Artificial intelligence (AI) is the most recent development in a long series of disruptive technological innovations in radiology. Medical imaging began in the late 1800s after the discovery of the X‐ray, but exploded in the late 1900s with the availability of computers to create, analyze, and store digital images. Future speculation about radiology includes widespread AI involvement; however, thus far, translation of AI to clinical radiology has been limited.
History of computerized radiology
The historical context for artificial intelligence (AI) applications in radiology falls at the intersection of radiographic methods and modern computers (Figure 1).

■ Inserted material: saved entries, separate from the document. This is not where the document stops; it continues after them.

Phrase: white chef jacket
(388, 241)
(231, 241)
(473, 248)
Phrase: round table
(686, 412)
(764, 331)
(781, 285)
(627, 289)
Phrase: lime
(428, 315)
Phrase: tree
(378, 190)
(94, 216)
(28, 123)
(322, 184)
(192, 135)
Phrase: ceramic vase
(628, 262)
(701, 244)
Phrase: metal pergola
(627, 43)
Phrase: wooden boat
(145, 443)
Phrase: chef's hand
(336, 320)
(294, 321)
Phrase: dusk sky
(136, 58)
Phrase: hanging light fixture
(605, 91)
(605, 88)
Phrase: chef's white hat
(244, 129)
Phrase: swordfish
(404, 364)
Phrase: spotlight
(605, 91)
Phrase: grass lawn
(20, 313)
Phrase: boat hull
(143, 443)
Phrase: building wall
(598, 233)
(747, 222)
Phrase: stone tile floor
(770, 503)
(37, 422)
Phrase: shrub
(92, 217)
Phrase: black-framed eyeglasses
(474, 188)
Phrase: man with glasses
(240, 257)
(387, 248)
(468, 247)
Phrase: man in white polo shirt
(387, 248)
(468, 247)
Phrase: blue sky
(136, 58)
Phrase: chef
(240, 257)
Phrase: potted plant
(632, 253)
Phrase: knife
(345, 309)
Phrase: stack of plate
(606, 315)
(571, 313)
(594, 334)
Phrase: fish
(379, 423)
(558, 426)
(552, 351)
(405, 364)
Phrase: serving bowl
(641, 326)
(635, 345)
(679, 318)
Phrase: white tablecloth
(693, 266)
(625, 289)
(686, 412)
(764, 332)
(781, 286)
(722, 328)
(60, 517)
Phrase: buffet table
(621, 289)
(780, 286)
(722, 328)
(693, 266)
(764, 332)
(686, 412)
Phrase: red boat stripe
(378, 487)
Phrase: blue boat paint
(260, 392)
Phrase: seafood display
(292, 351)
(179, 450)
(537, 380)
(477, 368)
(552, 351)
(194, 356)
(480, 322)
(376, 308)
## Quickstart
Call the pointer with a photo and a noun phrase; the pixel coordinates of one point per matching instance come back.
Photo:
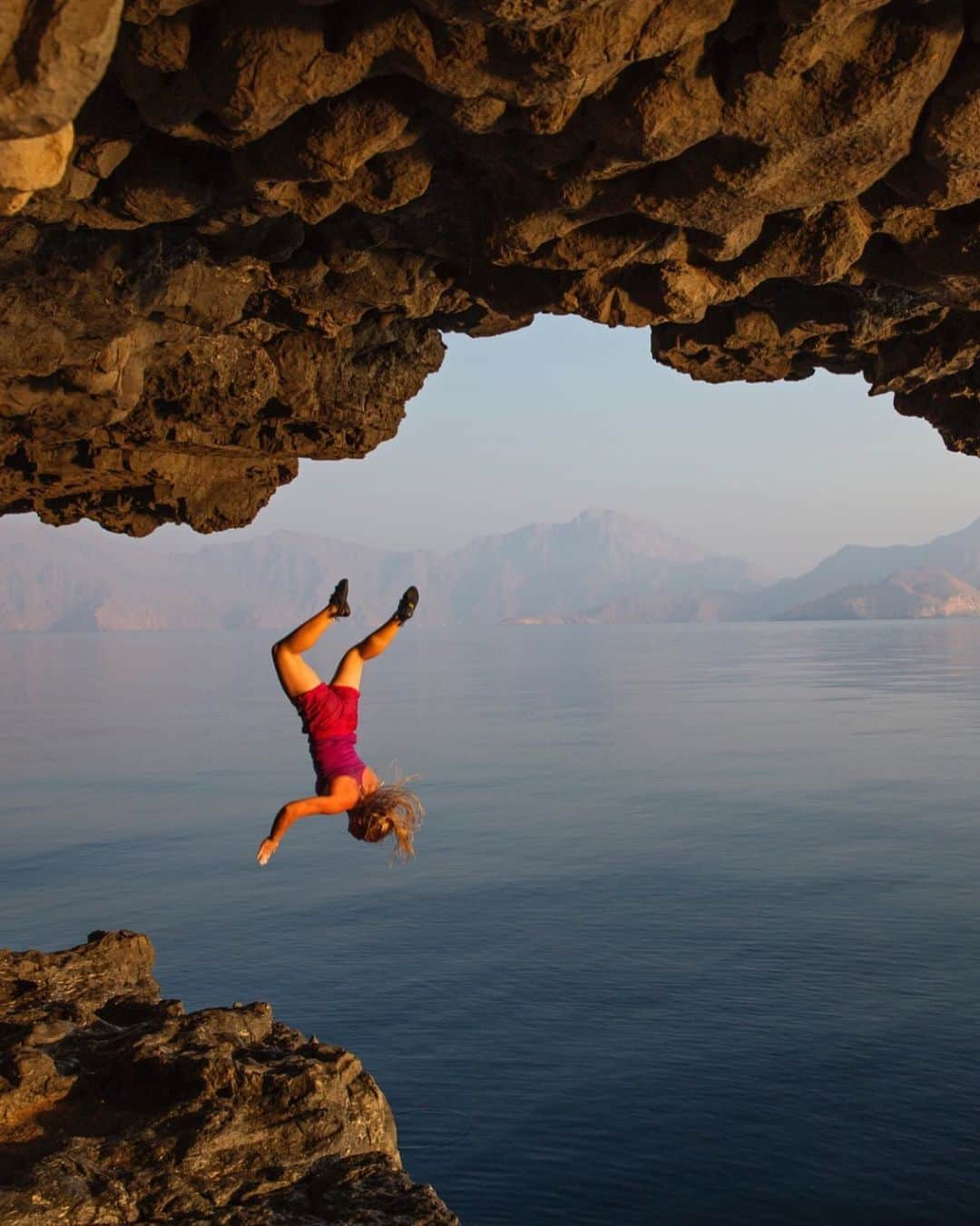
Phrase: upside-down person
(328, 712)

Radiology uses radiation to image the insides of bodies for diagnosing and treating disease, and includes X‐rays, tomography, fluoroscopy, and many other techniques. Radiography was a relatively slow, analog process until the development of microprocessor chips in the 1970s, which enabled the creation of small‐scale computerized devices. The impact on radiology was immediately apparent, as the first computerized tomography (CT) and magnetic resonance imaging (MRI) prototypes were developed soon after. While microcomputer technologies evolved into personal computers, industry interest and involvement in CT and MRI rapidly advanced hardware and imaging techniques and reduced scan times. Early images suffered from poor resolution and artifacts of acquisition, but refinements in software processing over time greatly improved image quality, and, consequently, clinical utility.
Figure 1.

Historical context for artificial intelligence in radiology. The history of computerized radiology falls at the developmental intersection of radiography and modern computers. Once the field transitioned from analog to digital acquisition, advances in imaging techniques led to rapid growth in utilization, volume, and costs. AI represents a pivotal development that will continue to drive the evolution of this field. AI, artificial intelligence; FDA, US Food and Drug Administration; CT, computed tomography; MRI, magnetic resonance imaging; WWI, World War I.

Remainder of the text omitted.